- As companies responded to the challenges of the pandemic, two-thirds of CIOs "assumed leadership of high-impact initiatives," according to a Gartner survey. The analyst firm conducted a managed panel survey of 58 CIOs in May.
- For 70% of CIOs, enabling companywide pivots to remote work was listed as their proudest accomplishment within the response to the pandemic.

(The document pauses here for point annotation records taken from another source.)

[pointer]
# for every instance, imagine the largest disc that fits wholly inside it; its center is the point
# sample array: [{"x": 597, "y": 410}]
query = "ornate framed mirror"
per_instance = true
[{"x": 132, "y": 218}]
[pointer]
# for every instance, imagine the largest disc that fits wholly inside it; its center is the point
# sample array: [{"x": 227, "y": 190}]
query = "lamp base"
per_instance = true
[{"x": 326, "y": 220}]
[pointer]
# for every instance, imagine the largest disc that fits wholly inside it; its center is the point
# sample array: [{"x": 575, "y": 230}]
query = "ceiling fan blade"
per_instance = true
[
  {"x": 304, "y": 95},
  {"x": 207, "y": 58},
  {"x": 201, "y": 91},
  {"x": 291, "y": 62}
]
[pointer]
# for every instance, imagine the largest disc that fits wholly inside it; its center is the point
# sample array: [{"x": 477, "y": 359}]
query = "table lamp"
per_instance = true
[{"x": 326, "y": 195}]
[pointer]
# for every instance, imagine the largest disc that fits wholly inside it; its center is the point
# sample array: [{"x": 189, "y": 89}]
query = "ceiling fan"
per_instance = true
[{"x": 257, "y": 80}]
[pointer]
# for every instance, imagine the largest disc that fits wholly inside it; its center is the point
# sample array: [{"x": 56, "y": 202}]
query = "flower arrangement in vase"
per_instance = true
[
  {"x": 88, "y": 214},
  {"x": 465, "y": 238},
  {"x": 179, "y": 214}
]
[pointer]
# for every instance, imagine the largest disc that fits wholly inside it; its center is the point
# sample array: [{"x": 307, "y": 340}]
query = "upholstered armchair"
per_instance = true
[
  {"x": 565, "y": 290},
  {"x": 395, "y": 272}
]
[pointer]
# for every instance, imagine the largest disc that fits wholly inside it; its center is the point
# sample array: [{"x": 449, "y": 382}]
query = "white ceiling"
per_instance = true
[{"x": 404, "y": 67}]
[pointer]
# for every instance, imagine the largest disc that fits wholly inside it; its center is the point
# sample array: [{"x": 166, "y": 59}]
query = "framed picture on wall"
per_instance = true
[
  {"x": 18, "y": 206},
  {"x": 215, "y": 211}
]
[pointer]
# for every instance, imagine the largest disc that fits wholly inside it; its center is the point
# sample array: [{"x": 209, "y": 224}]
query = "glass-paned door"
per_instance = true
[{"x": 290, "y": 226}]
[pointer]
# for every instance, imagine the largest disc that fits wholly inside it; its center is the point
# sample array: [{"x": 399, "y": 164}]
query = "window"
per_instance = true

- Post-COVID-19 strategy planning has begun at 43% of companies, while 38% of CIOs said their organizations continue to grapple with the effects of the pandemic, and plan to turn to recovery soon.
Inside the leadership suite at companies navigating the coronavirus crisis, CIOs helped steer urgent decisions together with other C-suite members.
In the process, CIO relationships with business leaders improved, Gartner data shows. Three-quarters of CIOs educated CEOs and other senior leaders during the crisis, and another two-thirds of CIOs gained insight into business operations in the process.
The pandemic accelerated a trend that gained momentum throughout the past decade. CIOs began to change the narrative around enterprise technology: going from cost center to operations-enabler.
In the pandemic, CIOs made sustaining operations possible, guiding organizational data and software strategies to enable efficiency in uncharted territory. But the clout CIOs gained within the C-suite "will fade quickly unless CIOs can extend it by helping the business deliver on other high-impact initiatives required during the recovery," said Andy Rowsell-Jones, distinguished research vice president at Gartner, in a press release.
To expand the IT organization's scope of influence, CIOs will have to "make a much larger degree of change in many areas," going beyond operational upgrades such as using cloud to speed up application deployment.
"A business-oriented IT strategy would likely involve the construction of a digital business technology platform — a long and complex undertaking," said Rowsell-Jones.